This is an example dicom dataset that is being distributed by using the JSON API specification. The entire thing is rendered statically using Jekyll on Github Pages.
You can parse the entire dataset programatically by starting at the base datasets json. If the dataset had text objects (which it doesn’t, the metadata about images is stored in the dicom headers) you could filter to just images by going to the images json. If you go to the texts json you will see that it is empty. Sorry, we don’t have any!
The dataset can be viewed in entirety on Github.
Each dataset is a separate folder within _datasets
, and this means that you can add a new dataset by simply adding a folder with the appropriate subfolders and metadata.
A dataset folder includes top level files for metadata, and images. The organization might look like the following:
_datasets
cookie-1
metadata.txt
images.txt
images
image1.dcm
image2.dcm
In the above example, we have an entity named “cookie-1” with a metadata.txt file that will be rendered at the url /datasets/cookie-1/metadata
as json, and this metadata file will have an includes
section that will indicate if we have images and/or text, or neither, and then link to /datasets/cookie-1/images
and/or /datasets/cookie-1/texts
. Details about the metadata file, images and text files, are below. For the above, we should note that the folder name cookie-1
is going to coincide with the dataset-id
. This is whatever standard unique ID schema you are using for your dataset.
metadata.txt
should be a text file located at the top level of the subject folder. Note that the dataset-id
coincides with the folder name for the dataset. The metadata.txt
includes the fields specified in meta.yml, organized according to being required or not. The minimal requirements are the following:
---
type: entity
dataset-id: "cookie-2"
hidden: false
includes:
- images
---
Any features about the dataset can be put in the list of attributes
:
attributes:
- color: red
- flavor: chocolate
But we haven’t done that here, because most that is needed is in the dicom headers. The includes
section indicates that the entity has subfolders “images” and if you had texts, you would add “texts.” There should be an images.txt and texts.txt file to describe the contents for each that you’ve decided to include.

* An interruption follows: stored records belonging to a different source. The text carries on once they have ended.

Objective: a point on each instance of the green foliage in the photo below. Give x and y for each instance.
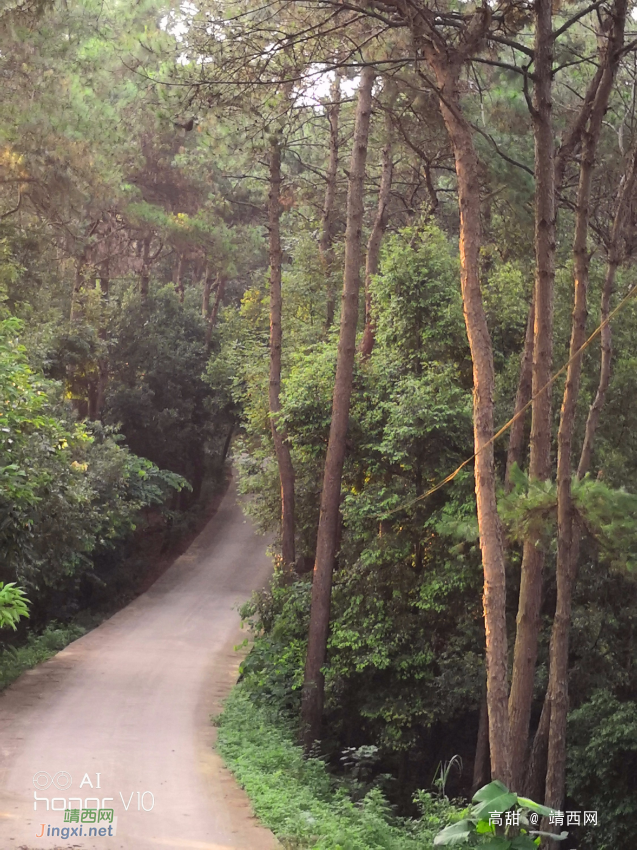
(485, 823)
(298, 799)
(37, 648)
(67, 489)
(602, 769)
(13, 605)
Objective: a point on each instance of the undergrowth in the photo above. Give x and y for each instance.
(297, 798)
(15, 660)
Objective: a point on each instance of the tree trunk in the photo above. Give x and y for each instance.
(220, 288)
(207, 289)
(78, 286)
(481, 772)
(327, 226)
(102, 361)
(179, 280)
(612, 264)
(281, 447)
(567, 553)
(491, 545)
(528, 617)
(313, 685)
(144, 281)
(515, 452)
(536, 774)
(376, 237)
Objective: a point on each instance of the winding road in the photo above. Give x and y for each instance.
(131, 701)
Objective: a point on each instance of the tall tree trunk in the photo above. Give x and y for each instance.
(102, 361)
(612, 264)
(207, 289)
(515, 450)
(376, 236)
(491, 544)
(179, 279)
(566, 552)
(327, 225)
(313, 685)
(481, 762)
(144, 281)
(220, 288)
(78, 285)
(281, 447)
(528, 617)
(536, 773)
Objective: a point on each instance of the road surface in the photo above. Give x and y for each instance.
(131, 701)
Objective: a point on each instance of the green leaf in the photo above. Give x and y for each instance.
(490, 792)
(535, 807)
(523, 842)
(499, 842)
(502, 803)
(455, 833)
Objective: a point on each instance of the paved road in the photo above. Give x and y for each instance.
(131, 701)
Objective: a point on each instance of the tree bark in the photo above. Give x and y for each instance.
(144, 281)
(567, 553)
(207, 289)
(102, 361)
(313, 685)
(481, 763)
(281, 447)
(612, 264)
(219, 288)
(327, 224)
(447, 62)
(515, 451)
(530, 598)
(376, 237)
(179, 281)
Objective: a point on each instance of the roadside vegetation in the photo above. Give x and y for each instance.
(301, 801)
(382, 254)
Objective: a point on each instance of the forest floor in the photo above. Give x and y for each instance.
(125, 712)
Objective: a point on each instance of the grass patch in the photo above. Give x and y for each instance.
(15, 660)
(303, 805)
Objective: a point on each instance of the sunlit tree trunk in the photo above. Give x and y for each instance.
(530, 598)
(281, 446)
(515, 451)
(313, 685)
(376, 236)
(612, 264)
(179, 277)
(566, 552)
(144, 281)
(327, 224)
(207, 289)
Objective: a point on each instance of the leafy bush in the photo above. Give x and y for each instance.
(67, 489)
(602, 769)
(15, 660)
(298, 799)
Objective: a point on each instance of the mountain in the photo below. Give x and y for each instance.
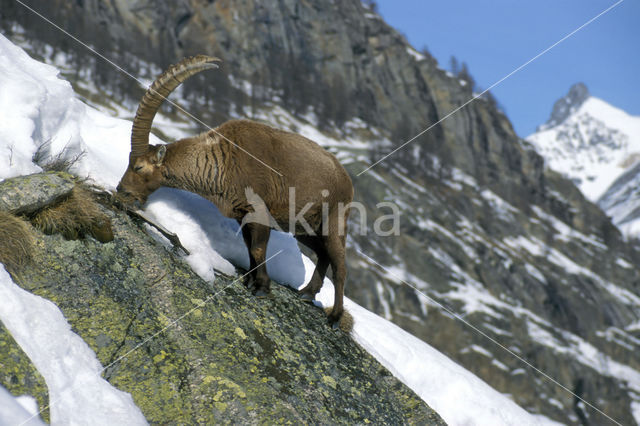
(598, 147)
(500, 263)
(622, 201)
(104, 323)
(588, 140)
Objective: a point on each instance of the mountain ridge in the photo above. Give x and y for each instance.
(486, 229)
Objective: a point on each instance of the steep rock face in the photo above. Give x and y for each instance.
(567, 105)
(487, 231)
(622, 201)
(192, 351)
(588, 140)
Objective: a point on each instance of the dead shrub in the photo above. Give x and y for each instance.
(75, 217)
(16, 242)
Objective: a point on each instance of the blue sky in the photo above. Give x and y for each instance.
(494, 37)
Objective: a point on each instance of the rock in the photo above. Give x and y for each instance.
(27, 194)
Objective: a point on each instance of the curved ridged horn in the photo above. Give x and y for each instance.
(156, 94)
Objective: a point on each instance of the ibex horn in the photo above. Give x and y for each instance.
(156, 94)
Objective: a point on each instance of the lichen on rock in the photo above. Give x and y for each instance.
(191, 351)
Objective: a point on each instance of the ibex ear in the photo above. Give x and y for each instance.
(162, 151)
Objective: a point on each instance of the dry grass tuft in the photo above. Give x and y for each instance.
(346, 321)
(16, 248)
(75, 217)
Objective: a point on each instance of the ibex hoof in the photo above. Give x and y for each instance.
(248, 282)
(261, 293)
(307, 297)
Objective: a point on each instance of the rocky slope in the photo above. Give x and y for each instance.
(231, 357)
(487, 230)
(598, 147)
(622, 201)
(588, 140)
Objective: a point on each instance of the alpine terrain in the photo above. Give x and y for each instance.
(499, 261)
(598, 147)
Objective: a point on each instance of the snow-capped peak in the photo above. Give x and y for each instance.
(588, 140)
(566, 105)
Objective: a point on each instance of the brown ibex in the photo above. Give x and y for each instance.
(241, 157)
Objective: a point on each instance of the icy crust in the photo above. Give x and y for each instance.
(57, 116)
(20, 377)
(591, 146)
(77, 392)
(230, 355)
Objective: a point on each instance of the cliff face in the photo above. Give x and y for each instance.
(194, 351)
(486, 230)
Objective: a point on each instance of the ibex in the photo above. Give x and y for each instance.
(242, 157)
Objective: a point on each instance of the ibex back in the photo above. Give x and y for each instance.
(241, 160)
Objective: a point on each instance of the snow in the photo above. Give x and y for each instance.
(44, 107)
(592, 146)
(20, 410)
(77, 392)
(417, 56)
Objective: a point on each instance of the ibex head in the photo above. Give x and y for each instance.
(144, 173)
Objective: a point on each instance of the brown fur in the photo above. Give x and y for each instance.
(74, 217)
(220, 165)
(16, 250)
(346, 320)
(216, 169)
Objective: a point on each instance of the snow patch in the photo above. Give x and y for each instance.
(77, 392)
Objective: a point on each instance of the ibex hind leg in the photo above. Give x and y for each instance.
(318, 245)
(250, 277)
(259, 238)
(336, 251)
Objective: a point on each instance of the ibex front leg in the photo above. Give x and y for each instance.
(256, 237)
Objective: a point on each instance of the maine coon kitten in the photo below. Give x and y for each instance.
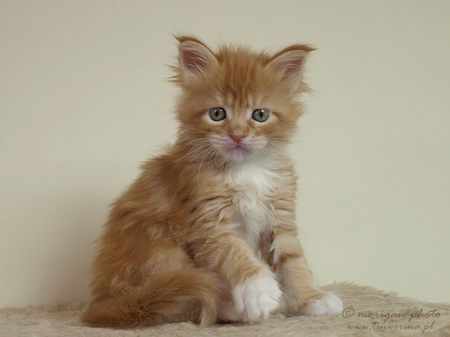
(208, 232)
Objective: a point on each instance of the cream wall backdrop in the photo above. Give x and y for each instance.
(84, 100)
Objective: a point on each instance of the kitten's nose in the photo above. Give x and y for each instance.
(237, 136)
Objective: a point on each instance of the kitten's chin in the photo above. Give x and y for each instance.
(237, 155)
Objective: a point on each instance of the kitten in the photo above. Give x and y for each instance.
(208, 232)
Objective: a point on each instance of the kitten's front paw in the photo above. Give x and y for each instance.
(255, 299)
(328, 304)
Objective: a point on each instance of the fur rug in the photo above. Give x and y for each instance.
(367, 312)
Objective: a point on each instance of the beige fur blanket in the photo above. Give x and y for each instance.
(367, 312)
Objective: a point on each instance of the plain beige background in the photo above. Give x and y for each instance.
(84, 100)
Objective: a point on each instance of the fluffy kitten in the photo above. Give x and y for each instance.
(208, 232)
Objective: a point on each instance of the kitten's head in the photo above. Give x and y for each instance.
(236, 104)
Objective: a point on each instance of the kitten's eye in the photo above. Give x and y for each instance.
(260, 115)
(217, 114)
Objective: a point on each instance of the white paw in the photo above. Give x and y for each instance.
(253, 300)
(328, 304)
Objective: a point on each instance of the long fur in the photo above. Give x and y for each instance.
(207, 232)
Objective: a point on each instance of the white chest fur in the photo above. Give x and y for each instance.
(255, 185)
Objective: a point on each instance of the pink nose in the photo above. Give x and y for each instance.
(237, 137)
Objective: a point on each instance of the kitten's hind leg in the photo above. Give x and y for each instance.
(295, 277)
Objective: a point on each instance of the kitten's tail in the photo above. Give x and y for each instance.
(166, 297)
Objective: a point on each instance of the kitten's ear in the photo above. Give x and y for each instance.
(195, 58)
(290, 62)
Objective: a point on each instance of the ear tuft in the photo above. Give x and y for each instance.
(195, 57)
(290, 62)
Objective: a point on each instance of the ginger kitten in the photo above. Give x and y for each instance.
(208, 232)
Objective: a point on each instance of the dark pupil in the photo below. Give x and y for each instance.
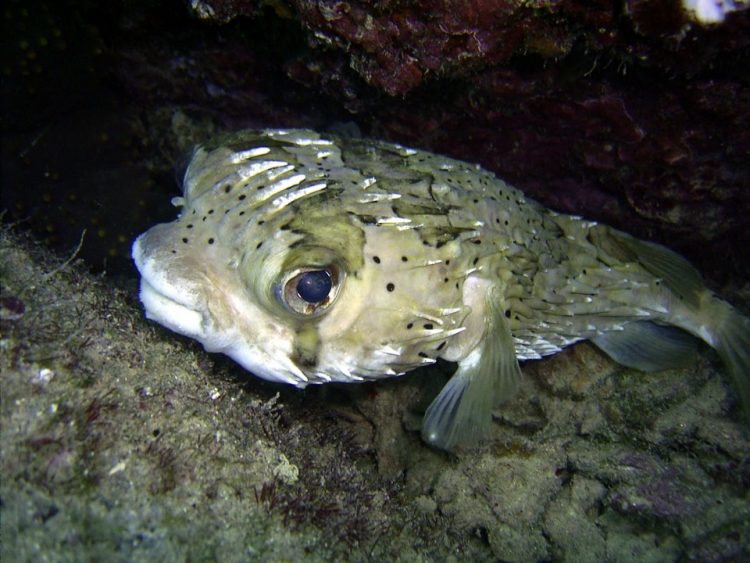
(314, 286)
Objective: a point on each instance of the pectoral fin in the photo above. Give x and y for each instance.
(461, 415)
(647, 346)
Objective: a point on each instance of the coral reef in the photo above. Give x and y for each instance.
(119, 438)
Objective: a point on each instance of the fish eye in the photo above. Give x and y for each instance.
(313, 286)
(309, 291)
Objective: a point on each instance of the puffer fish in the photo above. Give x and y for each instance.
(312, 258)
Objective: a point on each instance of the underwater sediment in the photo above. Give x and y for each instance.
(118, 438)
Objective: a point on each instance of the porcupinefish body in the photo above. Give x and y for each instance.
(310, 258)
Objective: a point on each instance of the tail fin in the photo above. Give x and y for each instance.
(731, 339)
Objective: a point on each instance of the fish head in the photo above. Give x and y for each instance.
(302, 287)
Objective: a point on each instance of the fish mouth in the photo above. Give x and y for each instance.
(166, 300)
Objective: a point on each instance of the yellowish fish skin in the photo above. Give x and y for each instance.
(310, 258)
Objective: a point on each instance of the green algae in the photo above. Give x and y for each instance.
(122, 442)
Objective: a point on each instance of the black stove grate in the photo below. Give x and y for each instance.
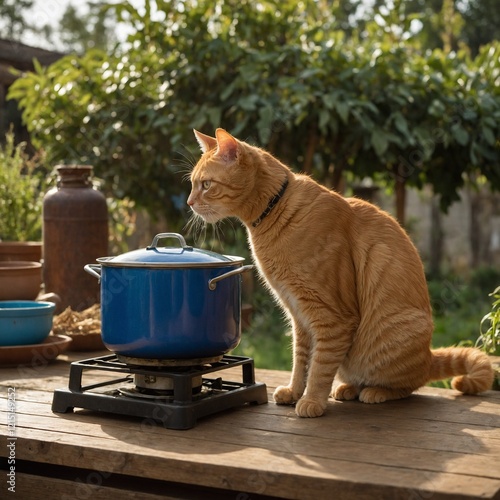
(181, 410)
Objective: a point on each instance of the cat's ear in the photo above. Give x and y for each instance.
(206, 142)
(227, 146)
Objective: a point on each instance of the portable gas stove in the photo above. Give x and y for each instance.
(172, 393)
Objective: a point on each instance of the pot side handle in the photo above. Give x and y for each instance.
(212, 284)
(94, 270)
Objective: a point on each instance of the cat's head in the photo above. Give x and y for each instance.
(222, 178)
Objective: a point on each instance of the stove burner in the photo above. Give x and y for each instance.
(159, 385)
(170, 363)
(175, 397)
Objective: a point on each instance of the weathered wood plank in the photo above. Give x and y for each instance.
(267, 472)
(231, 434)
(434, 443)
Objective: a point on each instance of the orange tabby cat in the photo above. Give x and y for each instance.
(347, 274)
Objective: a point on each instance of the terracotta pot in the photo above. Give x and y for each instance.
(30, 251)
(20, 280)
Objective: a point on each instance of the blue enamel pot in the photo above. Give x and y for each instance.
(174, 302)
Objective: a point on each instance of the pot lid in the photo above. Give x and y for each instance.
(181, 255)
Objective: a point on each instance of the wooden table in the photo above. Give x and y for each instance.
(435, 444)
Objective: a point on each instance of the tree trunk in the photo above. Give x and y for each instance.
(400, 189)
(437, 236)
(310, 150)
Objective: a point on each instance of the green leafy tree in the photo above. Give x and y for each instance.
(281, 75)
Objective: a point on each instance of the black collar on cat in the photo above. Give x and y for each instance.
(272, 203)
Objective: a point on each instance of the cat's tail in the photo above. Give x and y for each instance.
(471, 368)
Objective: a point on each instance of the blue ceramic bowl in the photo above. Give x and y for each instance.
(25, 322)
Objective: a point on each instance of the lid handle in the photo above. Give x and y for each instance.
(161, 236)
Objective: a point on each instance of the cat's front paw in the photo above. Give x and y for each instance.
(310, 408)
(283, 395)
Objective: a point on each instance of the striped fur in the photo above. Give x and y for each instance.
(345, 272)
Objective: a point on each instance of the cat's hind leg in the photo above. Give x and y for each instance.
(291, 393)
(346, 392)
(373, 395)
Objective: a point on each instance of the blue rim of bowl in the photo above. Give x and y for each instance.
(25, 307)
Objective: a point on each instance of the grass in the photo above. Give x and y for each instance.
(459, 303)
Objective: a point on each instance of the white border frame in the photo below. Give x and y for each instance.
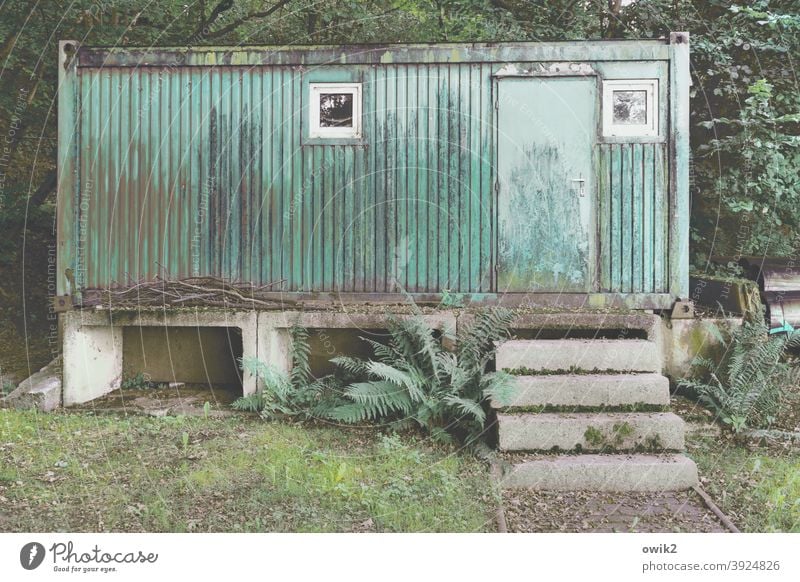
(650, 128)
(315, 131)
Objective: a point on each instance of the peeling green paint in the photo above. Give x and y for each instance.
(196, 161)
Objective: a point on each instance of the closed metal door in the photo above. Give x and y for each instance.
(546, 129)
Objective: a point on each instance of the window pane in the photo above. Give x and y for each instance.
(630, 107)
(336, 110)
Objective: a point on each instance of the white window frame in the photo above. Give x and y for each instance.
(650, 128)
(316, 90)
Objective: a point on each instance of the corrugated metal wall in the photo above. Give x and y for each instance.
(633, 217)
(202, 171)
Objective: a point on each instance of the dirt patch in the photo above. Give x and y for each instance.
(584, 511)
(180, 399)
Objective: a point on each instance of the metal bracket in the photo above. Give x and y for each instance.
(62, 303)
(682, 310)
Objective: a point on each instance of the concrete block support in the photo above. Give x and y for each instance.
(274, 341)
(93, 345)
(92, 356)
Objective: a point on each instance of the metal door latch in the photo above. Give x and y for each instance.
(581, 185)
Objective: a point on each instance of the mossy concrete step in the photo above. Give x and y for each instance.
(587, 390)
(603, 473)
(579, 354)
(590, 431)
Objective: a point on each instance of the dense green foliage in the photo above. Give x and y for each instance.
(744, 105)
(748, 386)
(293, 394)
(412, 380)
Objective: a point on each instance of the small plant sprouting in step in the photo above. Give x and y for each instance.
(140, 381)
(654, 443)
(7, 388)
(451, 300)
(594, 437)
(621, 431)
(747, 387)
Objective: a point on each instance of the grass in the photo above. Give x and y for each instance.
(758, 488)
(86, 473)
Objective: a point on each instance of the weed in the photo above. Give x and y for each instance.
(140, 381)
(747, 388)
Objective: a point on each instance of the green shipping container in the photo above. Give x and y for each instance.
(544, 173)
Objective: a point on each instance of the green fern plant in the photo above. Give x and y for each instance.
(412, 378)
(747, 387)
(289, 394)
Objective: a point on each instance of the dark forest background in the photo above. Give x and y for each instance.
(745, 101)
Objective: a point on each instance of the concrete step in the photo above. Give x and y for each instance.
(603, 473)
(588, 355)
(590, 431)
(587, 390)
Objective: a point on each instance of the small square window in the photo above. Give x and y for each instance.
(630, 108)
(335, 110)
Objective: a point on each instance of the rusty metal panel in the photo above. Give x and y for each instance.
(201, 166)
(633, 217)
(205, 171)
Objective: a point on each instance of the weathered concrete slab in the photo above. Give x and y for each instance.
(590, 431)
(92, 357)
(274, 343)
(604, 473)
(93, 344)
(42, 391)
(588, 390)
(685, 339)
(589, 355)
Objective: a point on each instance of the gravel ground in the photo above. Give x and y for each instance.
(584, 511)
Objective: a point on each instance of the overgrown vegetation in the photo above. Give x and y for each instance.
(411, 380)
(86, 473)
(747, 387)
(293, 394)
(414, 379)
(758, 488)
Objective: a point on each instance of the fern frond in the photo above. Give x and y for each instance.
(379, 398)
(467, 407)
(353, 365)
(250, 403)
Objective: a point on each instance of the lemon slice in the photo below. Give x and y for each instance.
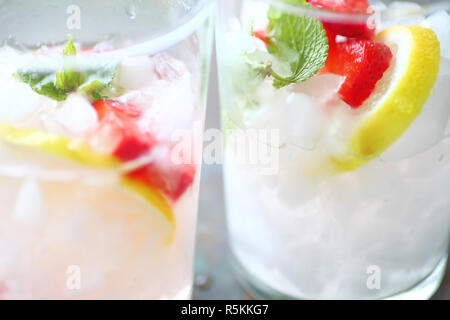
(79, 152)
(55, 145)
(398, 97)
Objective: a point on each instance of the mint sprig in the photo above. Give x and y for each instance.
(93, 82)
(297, 44)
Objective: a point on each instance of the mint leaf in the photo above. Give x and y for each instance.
(43, 83)
(298, 44)
(69, 79)
(94, 82)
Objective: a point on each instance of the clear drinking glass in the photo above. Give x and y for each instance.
(337, 156)
(98, 191)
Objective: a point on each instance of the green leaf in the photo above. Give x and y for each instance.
(298, 46)
(93, 82)
(43, 83)
(69, 78)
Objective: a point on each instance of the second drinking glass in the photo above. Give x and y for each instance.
(100, 133)
(337, 156)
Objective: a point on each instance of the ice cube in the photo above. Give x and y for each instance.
(298, 117)
(321, 87)
(135, 73)
(77, 115)
(29, 204)
(440, 23)
(17, 101)
(305, 121)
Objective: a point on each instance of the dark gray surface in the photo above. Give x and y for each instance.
(214, 278)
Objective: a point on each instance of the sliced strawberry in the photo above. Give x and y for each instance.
(121, 122)
(172, 180)
(261, 35)
(348, 29)
(363, 63)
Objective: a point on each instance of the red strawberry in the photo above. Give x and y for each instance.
(261, 35)
(352, 30)
(363, 63)
(171, 179)
(121, 121)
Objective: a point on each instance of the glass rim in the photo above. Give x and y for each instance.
(163, 40)
(357, 18)
(169, 37)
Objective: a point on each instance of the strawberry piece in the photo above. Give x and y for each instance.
(347, 29)
(261, 35)
(363, 63)
(172, 180)
(121, 120)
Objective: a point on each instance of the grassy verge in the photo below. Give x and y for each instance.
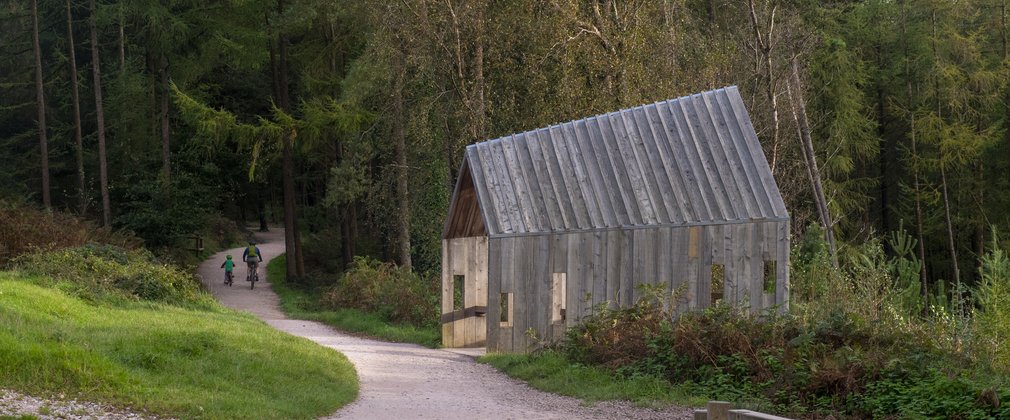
(301, 303)
(552, 373)
(171, 360)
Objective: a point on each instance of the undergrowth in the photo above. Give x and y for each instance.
(307, 302)
(106, 273)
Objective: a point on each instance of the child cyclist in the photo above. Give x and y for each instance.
(228, 267)
(253, 257)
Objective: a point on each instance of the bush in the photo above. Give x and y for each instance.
(107, 273)
(396, 293)
(24, 229)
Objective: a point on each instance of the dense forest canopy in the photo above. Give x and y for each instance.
(348, 118)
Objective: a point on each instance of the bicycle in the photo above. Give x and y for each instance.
(254, 275)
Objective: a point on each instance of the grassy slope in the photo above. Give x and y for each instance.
(170, 360)
(551, 373)
(301, 304)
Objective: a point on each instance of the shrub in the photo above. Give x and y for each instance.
(25, 229)
(107, 273)
(396, 293)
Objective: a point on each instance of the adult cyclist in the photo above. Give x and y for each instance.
(253, 257)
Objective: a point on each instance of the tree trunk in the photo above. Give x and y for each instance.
(765, 44)
(43, 143)
(800, 116)
(290, 225)
(399, 138)
(122, 43)
(76, 99)
(166, 138)
(950, 242)
(100, 116)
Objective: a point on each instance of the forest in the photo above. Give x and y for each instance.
(345, 121)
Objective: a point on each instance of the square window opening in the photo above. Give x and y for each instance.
(718, 282)
(771, 277)
(459, 282)
(506, 310)
(559, 287)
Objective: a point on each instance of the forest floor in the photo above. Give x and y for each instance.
(408, 381)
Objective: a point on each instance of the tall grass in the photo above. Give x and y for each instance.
(112, 325)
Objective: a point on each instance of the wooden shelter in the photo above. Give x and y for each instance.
(544, 225)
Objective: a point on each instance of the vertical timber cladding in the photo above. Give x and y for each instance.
(653, 195)
(466, 326)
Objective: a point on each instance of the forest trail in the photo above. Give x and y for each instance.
(400, 381)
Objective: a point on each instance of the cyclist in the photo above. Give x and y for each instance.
(253, 257)
(228, 266)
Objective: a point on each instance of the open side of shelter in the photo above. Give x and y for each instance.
(548, 224)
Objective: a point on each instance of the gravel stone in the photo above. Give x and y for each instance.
(16, 404)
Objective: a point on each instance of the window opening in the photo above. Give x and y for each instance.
(458, 292)
(560, 297)
(770, 277)
(718, 282)
(506, 310)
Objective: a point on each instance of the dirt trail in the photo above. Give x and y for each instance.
(407, 381)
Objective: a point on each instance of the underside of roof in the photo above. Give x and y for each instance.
(694, 160)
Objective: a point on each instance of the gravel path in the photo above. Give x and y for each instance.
(410, 382)
(17, 405)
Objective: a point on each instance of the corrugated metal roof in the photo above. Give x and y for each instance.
(694, 160)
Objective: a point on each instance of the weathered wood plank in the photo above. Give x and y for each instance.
(482, 188)
(532, 181)
(527, 209)
(577, 197)
(752, 145)
(671, 203)
(604, 134)
(509, 209)
(782, 289)
(639, 163)
(629, 170)
(740, 159)
(608, 204)
(628, 277)
(507, 260)
(494, 295)
(545, 175)
(614, 251)
(729, 173)
(585, 201)
(685, 171)
(712, 190)
(446, 293)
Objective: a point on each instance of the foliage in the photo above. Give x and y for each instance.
(303, 302)
(166, 360)
(25, 229)
(105, 273)
(394, 293)
(992, 315)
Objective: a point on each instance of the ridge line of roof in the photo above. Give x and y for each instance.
(591, 117)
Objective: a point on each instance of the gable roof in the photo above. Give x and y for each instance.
(694, 160)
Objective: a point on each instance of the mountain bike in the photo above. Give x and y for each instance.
(254, 275)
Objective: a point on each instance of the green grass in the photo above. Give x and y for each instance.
(552, 373)
(301, 303)
(166, 359)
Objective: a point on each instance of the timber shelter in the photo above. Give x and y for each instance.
(546, 224)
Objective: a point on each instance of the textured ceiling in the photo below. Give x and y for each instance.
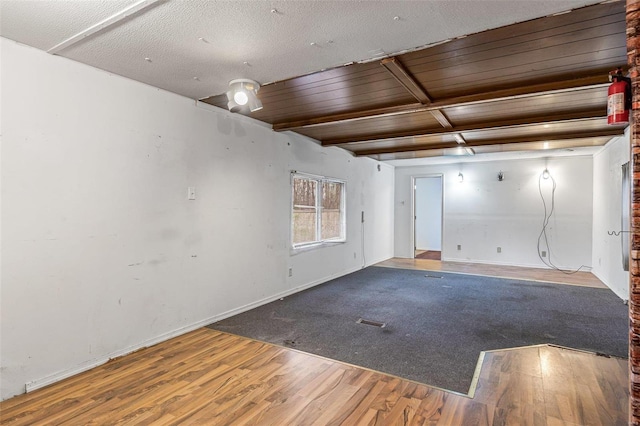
(195, 47)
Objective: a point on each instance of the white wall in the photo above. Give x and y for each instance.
(102, 253)
(481, 213)
(607, 193)
(428, 202)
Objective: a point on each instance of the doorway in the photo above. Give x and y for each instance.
(427, 242)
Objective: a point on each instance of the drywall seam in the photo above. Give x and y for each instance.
(64, 374)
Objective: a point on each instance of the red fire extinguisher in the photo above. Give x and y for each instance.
(618, 98)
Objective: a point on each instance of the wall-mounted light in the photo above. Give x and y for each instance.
(243, 93)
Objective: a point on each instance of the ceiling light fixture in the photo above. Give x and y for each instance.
(243, 92)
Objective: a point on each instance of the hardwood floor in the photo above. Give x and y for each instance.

Each of the images.txt and texts.txt file in a dataset folder simply need to have a list of the files that you want published, with type “images” for images, and “texts” for texts:
---
type: images
dataset-id: cookie-1
images:
- image1.dcm
- image2.dcm
---
As a reminder, in the example above, we have a folder that looks like this, and we are viewing the images.txt file:
images.txt
images
image1.dcm
image2.dcm
While these variables could be sniffied programmatically, it is important that you are able to include a data object in a repository, but turn it’s “published” status on or off. If an image is not included in the list above, it will not be rendered in the json data structure for the API.